Abstract

Tapering the thickness of a dispersive strip delay line operating in the first longitudinal mode can yield a variety of delay characteristics unobtainable with strips of uniform thickness. A strip whose thickness varies in some manner along its length may be thought of as a number of strip sections of constant thickness in series. The additive delay of these series sections can produce an over-all delay characteristic completely different in form from the delay characteristics of the individual sections. A design procedure involving the methods of linear programming has been developed which allows a unique determination of the taper required to produce a given delay function. As a basis for comparison, the delay of a strip delay line of constant thickness departs from a straight-line characteristic by 1.5% of the nominal delay over a fractional frequency bandwidth of 15%. A tapered strip line designed for the same nominal delay and the same delay slope departs from linearity by only 0.5% over a 25% band.
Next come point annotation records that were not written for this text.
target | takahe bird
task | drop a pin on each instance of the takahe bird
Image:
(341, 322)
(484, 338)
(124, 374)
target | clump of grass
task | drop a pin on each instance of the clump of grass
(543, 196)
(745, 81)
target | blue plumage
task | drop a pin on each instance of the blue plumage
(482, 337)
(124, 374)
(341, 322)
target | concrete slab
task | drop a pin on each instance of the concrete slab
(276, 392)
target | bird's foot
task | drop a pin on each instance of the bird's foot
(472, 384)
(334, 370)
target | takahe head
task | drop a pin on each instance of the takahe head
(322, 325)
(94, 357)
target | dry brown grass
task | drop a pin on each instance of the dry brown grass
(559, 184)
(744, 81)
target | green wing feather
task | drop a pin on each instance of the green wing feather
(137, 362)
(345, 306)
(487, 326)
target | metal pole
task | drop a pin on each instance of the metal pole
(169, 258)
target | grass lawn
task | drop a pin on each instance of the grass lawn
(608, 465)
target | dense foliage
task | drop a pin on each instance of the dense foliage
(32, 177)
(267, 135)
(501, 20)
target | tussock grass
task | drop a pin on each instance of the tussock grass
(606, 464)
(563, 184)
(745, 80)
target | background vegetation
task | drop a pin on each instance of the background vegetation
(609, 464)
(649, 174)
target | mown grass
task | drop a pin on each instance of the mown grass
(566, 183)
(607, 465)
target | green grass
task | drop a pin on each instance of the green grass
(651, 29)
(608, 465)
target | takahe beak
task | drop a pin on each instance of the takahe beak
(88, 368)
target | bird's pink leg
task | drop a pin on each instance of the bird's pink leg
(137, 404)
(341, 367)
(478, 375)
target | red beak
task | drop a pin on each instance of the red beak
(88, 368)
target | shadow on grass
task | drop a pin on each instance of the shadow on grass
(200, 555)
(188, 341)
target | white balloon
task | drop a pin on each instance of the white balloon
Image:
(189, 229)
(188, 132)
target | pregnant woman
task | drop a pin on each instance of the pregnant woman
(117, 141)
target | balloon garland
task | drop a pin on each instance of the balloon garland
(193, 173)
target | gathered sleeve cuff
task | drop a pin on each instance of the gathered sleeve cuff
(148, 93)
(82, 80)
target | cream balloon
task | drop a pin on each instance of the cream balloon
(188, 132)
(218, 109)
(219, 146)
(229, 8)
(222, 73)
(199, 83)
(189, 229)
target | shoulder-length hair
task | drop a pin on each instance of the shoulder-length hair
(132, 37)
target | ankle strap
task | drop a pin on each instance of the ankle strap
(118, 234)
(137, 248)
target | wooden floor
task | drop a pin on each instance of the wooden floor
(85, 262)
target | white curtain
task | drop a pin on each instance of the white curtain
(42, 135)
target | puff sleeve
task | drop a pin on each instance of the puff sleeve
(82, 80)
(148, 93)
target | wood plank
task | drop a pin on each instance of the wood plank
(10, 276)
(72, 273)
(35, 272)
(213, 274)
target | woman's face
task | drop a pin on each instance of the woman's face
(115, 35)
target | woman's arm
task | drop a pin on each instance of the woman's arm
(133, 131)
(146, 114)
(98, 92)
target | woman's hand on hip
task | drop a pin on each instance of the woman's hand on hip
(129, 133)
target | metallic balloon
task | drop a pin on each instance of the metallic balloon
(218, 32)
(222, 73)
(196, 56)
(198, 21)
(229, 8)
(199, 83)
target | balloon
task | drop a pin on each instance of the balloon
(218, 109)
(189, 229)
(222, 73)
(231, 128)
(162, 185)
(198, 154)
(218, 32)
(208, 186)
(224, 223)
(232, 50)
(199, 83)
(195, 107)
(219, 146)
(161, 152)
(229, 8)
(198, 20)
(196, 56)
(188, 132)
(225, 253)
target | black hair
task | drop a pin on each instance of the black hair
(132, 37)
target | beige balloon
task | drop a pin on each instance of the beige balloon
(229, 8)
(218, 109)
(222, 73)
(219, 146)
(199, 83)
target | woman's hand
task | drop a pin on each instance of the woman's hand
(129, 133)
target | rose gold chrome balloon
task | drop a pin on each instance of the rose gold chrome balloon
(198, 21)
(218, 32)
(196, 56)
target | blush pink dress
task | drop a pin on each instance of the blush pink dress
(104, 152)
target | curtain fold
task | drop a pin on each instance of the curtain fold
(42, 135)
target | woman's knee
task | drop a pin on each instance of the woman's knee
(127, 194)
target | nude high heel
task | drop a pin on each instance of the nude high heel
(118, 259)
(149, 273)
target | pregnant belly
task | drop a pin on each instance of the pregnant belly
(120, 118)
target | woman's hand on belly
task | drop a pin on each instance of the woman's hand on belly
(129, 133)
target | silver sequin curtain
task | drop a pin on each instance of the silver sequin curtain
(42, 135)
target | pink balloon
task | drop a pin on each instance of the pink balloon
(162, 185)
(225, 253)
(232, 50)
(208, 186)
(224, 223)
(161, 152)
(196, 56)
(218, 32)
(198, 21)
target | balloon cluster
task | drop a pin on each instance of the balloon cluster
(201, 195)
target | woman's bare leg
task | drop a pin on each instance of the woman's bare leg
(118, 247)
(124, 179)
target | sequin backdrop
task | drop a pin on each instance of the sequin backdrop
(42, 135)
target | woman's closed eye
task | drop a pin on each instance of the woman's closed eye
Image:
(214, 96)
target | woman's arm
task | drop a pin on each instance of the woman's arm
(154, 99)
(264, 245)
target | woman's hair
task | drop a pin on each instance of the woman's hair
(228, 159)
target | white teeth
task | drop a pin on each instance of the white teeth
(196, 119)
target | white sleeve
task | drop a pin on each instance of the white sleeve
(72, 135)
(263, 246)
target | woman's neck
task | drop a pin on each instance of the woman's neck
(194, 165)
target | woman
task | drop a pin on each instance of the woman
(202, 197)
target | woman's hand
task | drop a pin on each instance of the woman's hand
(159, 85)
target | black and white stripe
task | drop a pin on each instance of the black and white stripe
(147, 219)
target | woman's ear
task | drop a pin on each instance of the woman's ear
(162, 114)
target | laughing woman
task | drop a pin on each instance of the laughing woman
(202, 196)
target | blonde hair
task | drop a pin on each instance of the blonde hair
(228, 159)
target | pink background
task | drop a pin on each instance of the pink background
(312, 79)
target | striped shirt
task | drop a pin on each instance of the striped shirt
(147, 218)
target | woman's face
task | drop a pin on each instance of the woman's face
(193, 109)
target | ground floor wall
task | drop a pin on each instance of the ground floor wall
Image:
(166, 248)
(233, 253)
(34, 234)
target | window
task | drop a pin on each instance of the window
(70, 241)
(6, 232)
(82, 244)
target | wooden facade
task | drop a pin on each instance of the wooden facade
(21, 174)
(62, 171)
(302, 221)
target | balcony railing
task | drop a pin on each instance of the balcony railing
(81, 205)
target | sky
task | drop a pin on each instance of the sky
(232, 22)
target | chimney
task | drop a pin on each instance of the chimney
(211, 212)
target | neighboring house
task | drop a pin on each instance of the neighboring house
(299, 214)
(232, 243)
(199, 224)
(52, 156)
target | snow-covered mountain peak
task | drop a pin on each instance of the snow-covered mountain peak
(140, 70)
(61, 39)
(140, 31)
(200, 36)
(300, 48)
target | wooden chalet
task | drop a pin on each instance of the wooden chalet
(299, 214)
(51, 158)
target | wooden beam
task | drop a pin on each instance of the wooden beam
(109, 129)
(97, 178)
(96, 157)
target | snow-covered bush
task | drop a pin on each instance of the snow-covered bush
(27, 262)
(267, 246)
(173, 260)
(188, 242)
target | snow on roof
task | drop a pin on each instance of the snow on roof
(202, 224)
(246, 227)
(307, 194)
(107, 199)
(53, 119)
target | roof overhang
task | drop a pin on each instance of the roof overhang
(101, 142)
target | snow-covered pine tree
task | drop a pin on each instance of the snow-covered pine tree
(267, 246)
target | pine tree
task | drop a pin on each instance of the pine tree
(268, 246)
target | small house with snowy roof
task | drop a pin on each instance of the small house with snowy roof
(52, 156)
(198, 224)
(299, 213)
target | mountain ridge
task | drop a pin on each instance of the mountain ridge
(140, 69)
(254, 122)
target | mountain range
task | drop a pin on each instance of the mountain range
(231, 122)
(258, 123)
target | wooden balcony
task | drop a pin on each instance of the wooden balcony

A tapered line designed to approximate an increasing parabolic delay characteristic exhibits a delay deviation of only 0.5% over a frequency band of 13%. An “image” line was fabricated having a decreasing parabolic delay characteristic approximating the mirror image of the increasing parabolic characteristic mentioned above. Although most of the applications of delay synthesis have employed the first longitudinal plate mode, the design procedure has also been applied to shear modes in a strip. For delay lines having nominal delays of 1000 μsec, typical insertion losses are 16 to 25 dB, with discrimination against unwanted signals of 35 to 40 dB.